I assume the (half)warp is syncronized at this point:

  1. thread with lowest id resets the ok-counter
  2. each thread that wants to store something uses AtomicInc to increase ok-counter and obtains its index
  3. thread with lowest id uses atomicadd to add the ok-counter to the current block output pointer, and obtains and stores a start pointer
  4. __threadfence_block() so each thread will see the correct start pointer
  5. each thread that wants to store something writes to start pointer + its index

Ideally the ok-counter stuff could be replaced by a vote function if CUDA supported one that would return the actual number of votes.
As it is now, the threads within a (half)warp have to wait on each other with the atomicinc’s,
but at least now they don’t have to wait anymore on other (half)warps except for the one atomicadd per (half)warp.

Global writes per (half)warp are now contiguous and are therefore coalesced (except it may take 2 iterations when the writes cross a coalescing bound?).

Also the atomic operations are now in SM (requires compute capability 1.3) and are a lot faster than in global memory.

First of all thanks everyone for the suggestions.

I have implemented two versions.

The first one (V1) allocates small blocks in global memory on a per thread basis.

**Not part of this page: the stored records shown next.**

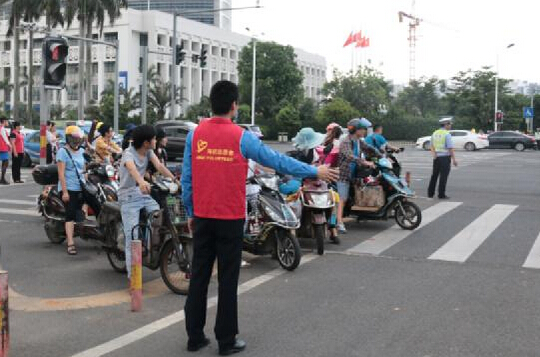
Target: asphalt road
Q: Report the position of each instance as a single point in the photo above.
(466, 283)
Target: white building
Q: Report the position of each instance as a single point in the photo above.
(153, 29)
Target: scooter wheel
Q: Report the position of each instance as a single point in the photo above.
(408, 215)
(288, 250)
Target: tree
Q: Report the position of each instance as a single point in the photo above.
(288, 119)
(366, 90)
(421, 98)
(278, 80)
(337, 110)
(472, 95)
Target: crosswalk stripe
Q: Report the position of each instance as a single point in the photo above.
(462, 245)
(387, 238)
(533, 259)
(21, 212)
(18, 202)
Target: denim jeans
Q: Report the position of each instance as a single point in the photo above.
(131, 205)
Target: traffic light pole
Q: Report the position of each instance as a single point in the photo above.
(144, 87)
(43, 115)
(173, 70)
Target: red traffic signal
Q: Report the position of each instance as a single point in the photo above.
(55, 52)
(499, 116)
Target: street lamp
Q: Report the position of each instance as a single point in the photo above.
(253, 76)
(497, 89)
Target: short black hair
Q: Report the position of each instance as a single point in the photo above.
(104, 129)
(141, 134)
(222, 96)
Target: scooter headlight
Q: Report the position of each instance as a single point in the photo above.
(110, 171)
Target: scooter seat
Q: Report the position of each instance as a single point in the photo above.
(111, 207)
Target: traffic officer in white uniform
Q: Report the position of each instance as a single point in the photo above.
(442, 150)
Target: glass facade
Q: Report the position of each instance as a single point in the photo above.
(180, 6)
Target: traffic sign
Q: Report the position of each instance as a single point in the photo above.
(528, 112)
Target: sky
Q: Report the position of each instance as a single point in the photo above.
(453, 36)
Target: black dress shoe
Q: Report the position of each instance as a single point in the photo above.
(237, 346)
(197, 345)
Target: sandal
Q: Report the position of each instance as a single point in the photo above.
(72, 250)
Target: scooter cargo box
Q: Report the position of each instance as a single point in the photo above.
(45, 174)
(369, 196)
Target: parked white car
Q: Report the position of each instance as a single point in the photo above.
(462, 139)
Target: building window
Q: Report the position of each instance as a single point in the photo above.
(110, 36)
(143, 39)
(109, 67)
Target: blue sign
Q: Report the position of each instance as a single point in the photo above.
(528, 112)
(122, 80)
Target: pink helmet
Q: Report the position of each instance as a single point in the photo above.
(331, 126)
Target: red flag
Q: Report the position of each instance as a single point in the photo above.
(350, 40)
(362, 42)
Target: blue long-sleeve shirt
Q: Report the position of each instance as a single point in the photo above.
(251, 148)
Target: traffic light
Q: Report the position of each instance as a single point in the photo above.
(203, 57)
(180, 54)
(55, 52)
(499, 116)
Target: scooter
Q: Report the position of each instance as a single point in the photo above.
(317, 202)
(271, 224)
(387, 195)
(163, 246)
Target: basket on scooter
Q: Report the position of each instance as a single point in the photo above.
(368, 197)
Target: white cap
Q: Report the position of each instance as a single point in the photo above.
(447, 120)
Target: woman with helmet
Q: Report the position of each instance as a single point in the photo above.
(350, 157)
(161, 143)
(71, 162)
(105, 146)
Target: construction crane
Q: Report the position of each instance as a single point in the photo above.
(414, 22)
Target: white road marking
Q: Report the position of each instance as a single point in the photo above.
(20, 212)
(176, 317)
(462, 245)
(395, 234)
(18, 202)
(533, 259)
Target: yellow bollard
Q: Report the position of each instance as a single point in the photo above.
(136, 276)
(4, 314)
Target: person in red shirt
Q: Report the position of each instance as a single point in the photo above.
(5, 149)
(17, 151)
(214, 193)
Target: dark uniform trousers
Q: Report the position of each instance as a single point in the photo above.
(441, 167)
(221, 239)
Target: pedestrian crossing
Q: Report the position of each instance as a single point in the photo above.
(468, 243)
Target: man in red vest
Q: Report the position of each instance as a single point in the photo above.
(214, 193)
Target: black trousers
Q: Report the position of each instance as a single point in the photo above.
(441, 167)
(221, 239)
(16, 163)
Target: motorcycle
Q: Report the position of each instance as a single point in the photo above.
(271, 224)
(106, 175)
(163, 246)
(317, 203)
(387, 195)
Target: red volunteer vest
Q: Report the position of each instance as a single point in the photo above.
(219, 170)
(3, 145)
(19, 142)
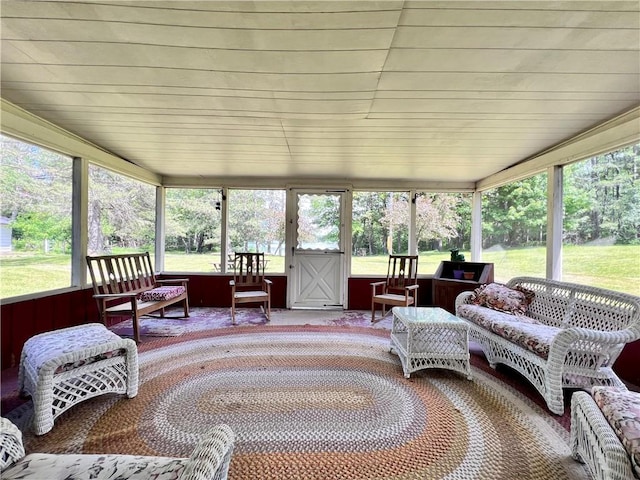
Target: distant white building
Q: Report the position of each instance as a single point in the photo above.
(5, 235)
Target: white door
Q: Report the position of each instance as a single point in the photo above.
(316, 267)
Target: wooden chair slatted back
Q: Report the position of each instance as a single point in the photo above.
(402, 272)
(248, 269)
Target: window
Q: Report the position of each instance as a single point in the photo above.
(35, 221)
(601, 239)
(257, 224)
(121, 213)
(443, 222)
(514, 227)
(380, 227)
(193, 230)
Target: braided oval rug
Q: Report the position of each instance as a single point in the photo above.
(318, 403)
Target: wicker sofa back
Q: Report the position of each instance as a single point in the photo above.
(570, 335)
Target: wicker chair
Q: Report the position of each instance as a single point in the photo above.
(209, 460)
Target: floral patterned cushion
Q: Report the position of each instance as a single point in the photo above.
(39, 466)
(161, 293)
(621, 408)
(521, 330)
(502, 298)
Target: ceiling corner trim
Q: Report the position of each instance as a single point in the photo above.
(606, 137)
(21, 124)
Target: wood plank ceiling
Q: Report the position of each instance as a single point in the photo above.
(377, 91)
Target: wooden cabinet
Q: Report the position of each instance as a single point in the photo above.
(446, 286)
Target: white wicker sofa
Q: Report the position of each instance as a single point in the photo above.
(209, 461)
(569, 335)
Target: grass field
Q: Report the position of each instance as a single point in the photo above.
(615, 267)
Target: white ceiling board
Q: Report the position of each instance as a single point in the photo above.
(415, 91)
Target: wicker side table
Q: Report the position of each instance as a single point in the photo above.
(430, 337)
(61, 368)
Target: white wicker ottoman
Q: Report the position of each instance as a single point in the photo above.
(61, 368)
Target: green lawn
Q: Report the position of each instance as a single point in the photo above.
(615, 267)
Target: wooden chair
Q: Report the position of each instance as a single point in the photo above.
(248, 284)
(400, 287)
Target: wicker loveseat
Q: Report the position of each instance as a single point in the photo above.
(561, 335)
(209, 461)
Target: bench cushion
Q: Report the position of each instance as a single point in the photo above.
(162, 293)
(621, 408)
(519, 329)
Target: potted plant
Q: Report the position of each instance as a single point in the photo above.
(456, 256)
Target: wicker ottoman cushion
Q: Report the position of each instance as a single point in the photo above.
(621, 408)
(61, 368)
(162, 293)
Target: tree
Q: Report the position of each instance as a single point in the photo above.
(193, 219)
(35, 186)
(602, 195)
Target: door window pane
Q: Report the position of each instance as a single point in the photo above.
(35, 219)
(318, 222)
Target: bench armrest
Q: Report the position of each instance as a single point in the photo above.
(116, 295)
(169, 281)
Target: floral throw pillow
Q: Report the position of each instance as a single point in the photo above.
(502, 298)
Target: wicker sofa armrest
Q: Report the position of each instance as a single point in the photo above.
(211, 457)
(577, 339)
(11, 447)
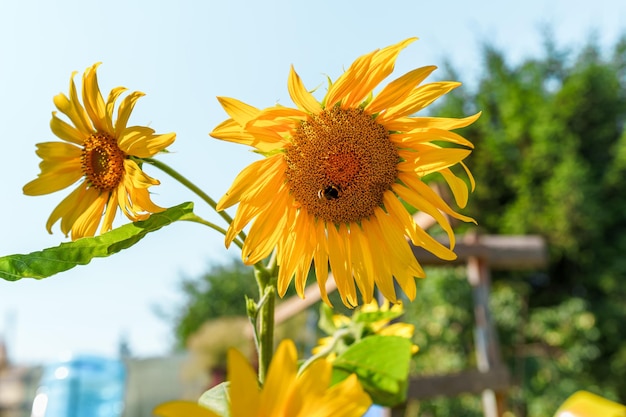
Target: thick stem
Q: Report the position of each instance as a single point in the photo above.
(193, 187)
(197, 219)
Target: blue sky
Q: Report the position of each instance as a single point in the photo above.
(182, 55)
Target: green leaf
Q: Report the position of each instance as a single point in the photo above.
(217, 399)
(382, 366)
(50, 261)
(374, 316)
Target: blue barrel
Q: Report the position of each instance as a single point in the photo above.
(84, 386)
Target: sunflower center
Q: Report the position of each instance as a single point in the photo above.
(340, 164)
(102, 161)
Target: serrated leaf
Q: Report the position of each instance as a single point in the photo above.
(374, 316)
(382, 365)
(50, 261)
(217, 399)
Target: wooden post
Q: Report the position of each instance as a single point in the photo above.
(485, 335)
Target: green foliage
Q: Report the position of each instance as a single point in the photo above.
(217, 399)
(50, 261)
(549, 159)
(381, 364)
(218, 293)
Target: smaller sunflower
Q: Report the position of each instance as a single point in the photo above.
(285, 392)
(342, 176)
(104, 154)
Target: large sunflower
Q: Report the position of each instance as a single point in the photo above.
(285, 393)
(103, 153)
(339, 173)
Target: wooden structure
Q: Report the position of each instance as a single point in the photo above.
(480, 254)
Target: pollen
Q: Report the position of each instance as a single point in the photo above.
(102, 162)
(339, 165)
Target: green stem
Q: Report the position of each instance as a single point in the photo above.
(339, 334)
(265, 329)
(197, 219)
(193, 187)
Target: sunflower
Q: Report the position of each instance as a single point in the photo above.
(105, 155)
(338, 176)
(285, 393)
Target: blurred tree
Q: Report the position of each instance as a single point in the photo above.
(549, 159)
(217, 293)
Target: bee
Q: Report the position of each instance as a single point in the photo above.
(330, 192)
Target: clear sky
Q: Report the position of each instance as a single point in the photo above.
(182, 54)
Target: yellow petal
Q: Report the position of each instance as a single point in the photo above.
(51, 182)
(300, 96)
(66, 132)
(87, 223)
(231, 131)
(244, 389)
(458, 187)
(406, 124)
(267, 228)
(381, 65)
(94, 103)
(382, 275)
(320, 260)
(427, 194)
(138, 178)
(431, 160)
(252, 178)
(110, 105)
(239, 111)
(417, 100)
(341, 264)
(125, 109)
(396, 91)
(411, 139)
(280, 379)
(141, 141)
(348, 81)
(362, 261)
(110, 212)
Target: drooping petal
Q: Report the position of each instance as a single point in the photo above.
(125, 109)
(231, 131)
(244, 389)
(251, 179)
(141, 141)
(398, 90)
(341, 264)
(279, 382)
(64, 131)
(418, 99)
(87, 223)
(92, 98)
(407, 124)
(349, 80)
(381, 65)
(239, 111)
(110, 106)
(300, 95)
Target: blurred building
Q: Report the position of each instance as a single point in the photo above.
(94, 386)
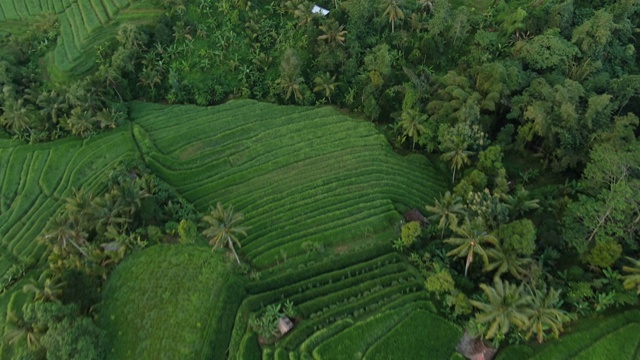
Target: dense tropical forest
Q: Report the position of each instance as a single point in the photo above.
(344, 179)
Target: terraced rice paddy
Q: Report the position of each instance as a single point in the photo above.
(84, 25)
(34, 180)
(151, 312)
(299, 175)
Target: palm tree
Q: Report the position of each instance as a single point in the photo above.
(505, 261)
(325, 83)
(392, 10)
(446, 211)
(20, 328)
(110, 211)
(458, 157)
(506, 305)
(16, 116)
(411, 122)
(633, 279)
(47, 288)
(52, 103)
(333, 32)
(80, 122)
(130, 195)
(80, 208)
(520, 204)
(546, 314)
(223, 228)
(291, 85)
(469, 242)
(65, 233)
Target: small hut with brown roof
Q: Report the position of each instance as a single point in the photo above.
(285, 325)
(473, 348)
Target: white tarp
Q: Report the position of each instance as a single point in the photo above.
(318, 10)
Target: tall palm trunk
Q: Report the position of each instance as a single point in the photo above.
(233, 250)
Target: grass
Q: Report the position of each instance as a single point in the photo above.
(422, 335)
(34, 180)
(150, 312)
(298, 174)
(84, 25)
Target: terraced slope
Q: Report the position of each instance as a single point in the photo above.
(346, 304)
(298, 174)
(34, 180)
(84, 24)
(151, 312)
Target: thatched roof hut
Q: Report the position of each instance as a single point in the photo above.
(473, 348)
(285, 325)
(415, 215)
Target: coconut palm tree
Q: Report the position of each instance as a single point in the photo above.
(17, 116)
(546, 314)
(411, 122)
(632, 280)
(325, 83)
(20, 328)
(505, 261)
(223, 228)
(291, 85)
(459, 157)
(80, 208)
(47, 288)
(471, 237)
(507, 305)
(520, 204)
(332, 32)
(393, 11)
(447, 211)
(66, 235)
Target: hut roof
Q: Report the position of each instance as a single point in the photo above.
(473, 348)
(415, 215)
(285, 325)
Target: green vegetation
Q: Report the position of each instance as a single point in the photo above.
(150, 310)
(130, 128)
(599, 338)
(307, 162)
(409, 339)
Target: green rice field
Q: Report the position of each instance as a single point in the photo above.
(84, 25)
(300, 175)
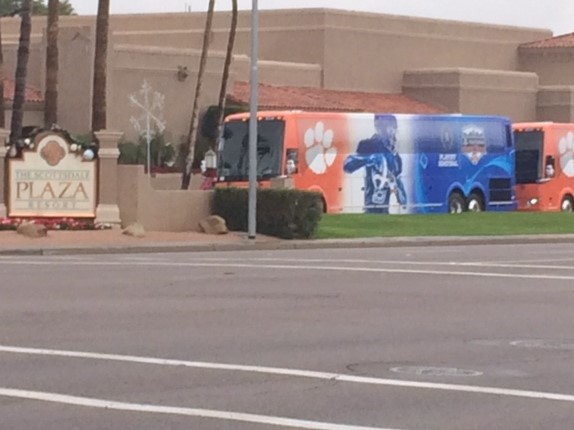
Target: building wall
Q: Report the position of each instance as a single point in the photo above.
(476, 91)
(556, 103)
(313, 47)
(554, 66)
(159, 210)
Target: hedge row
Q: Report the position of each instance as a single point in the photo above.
(284, 213)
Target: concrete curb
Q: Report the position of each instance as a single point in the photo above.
(287, 245)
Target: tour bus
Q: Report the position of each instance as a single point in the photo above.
(544, 166)
(378, 163)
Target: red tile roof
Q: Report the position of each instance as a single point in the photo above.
(318, 99)
(32, 95)
(563, 41)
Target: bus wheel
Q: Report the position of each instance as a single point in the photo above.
(567, 205)
(456, 203)
(475, 203)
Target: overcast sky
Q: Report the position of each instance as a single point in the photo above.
(556, 15)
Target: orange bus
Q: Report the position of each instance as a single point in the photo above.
(378, 162)
(544, 166)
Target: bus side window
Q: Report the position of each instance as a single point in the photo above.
(291, 161)
(550, 166)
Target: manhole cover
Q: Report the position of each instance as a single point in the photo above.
(435, 371)
(544, 344)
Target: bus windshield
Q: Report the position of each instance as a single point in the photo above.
(528, 156)
(234, 153)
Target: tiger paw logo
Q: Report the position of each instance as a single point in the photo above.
(566, 150)
(320, 153)
(53, 153)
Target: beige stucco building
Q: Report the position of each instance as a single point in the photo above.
(314, 59)
(448, 66)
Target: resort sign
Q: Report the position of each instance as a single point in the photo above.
(52, 178)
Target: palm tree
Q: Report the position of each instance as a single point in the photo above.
(2, 110)
(21, 71)
(51, 94)
(225, 77)
(100, 66)
(192, 135)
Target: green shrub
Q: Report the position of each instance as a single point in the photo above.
(288, 214)
(162, 152)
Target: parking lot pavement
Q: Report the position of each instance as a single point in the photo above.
(407, 338)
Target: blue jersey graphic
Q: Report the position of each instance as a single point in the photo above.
(383, 166)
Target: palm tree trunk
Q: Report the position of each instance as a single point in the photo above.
(192, 135)
(100, 67)
(226, 67)
(21, 71)
(2, 110)
(51, 94)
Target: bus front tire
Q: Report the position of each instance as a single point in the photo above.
(567, 204)
(456, 203)
(475, 203)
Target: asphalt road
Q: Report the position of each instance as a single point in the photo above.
(425, 338)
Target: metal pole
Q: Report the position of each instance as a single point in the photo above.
(252, 207)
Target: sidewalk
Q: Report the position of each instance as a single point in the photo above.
(113, 241)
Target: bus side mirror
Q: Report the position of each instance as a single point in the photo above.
(291, 163)
(550, 166)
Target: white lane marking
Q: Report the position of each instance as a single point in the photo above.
(405, 263)
(207, 260)
(291, 267)
(170, 410)
(541, 395)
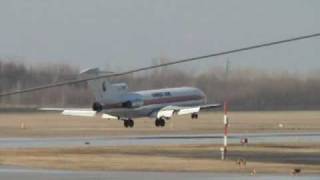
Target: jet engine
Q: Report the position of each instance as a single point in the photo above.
(98, 107)
(133, 103)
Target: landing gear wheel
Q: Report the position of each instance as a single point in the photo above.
(160, 122)
(125, 124)
(131, 123)
(194, 116)
(128, 123)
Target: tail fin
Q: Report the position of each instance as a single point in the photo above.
(98, 86)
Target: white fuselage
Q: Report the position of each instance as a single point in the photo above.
(146, 103)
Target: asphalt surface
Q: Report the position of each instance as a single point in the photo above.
(30, 174)
(157, 140)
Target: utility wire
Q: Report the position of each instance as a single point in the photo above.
(273, 43)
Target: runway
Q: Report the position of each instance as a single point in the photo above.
(157, 140)
(31, 174)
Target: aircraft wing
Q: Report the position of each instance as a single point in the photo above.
(170, 111)
(81, 112)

Block allocation is done with global atomic add. As consecutive addresses are written by the same thread this is expected to have not so good performance due to non-coalesced access.

The second one (V2) allocates a little larger global memory blocks per warp (again with a global atomic add). If they have valid output data threads within a warp write to consecutive addresses. The drawback is the shared memory atomic add to get the number of valid outputs within the warp.

In the table below nodata means that all computations are done, but no global memory write happens (so this is more or less the non-bendwidth limited case). filtered is a version where output validity is determined using a filter function.

_________GTX260 _______GTX480
_________V1___V2______V1____V2
nodata___2.8___14______1.3____8.4
filter_____53___15______4.3____8.7

So it seems that the L2 cache helps a lot for Fermi. Although V2 scales better for both cards, memory writes seem to be coalesced thanks to the L2 cache. And in the nodatacase V1 is probably faster because there are no shared memory atomics used. Interesting, I think.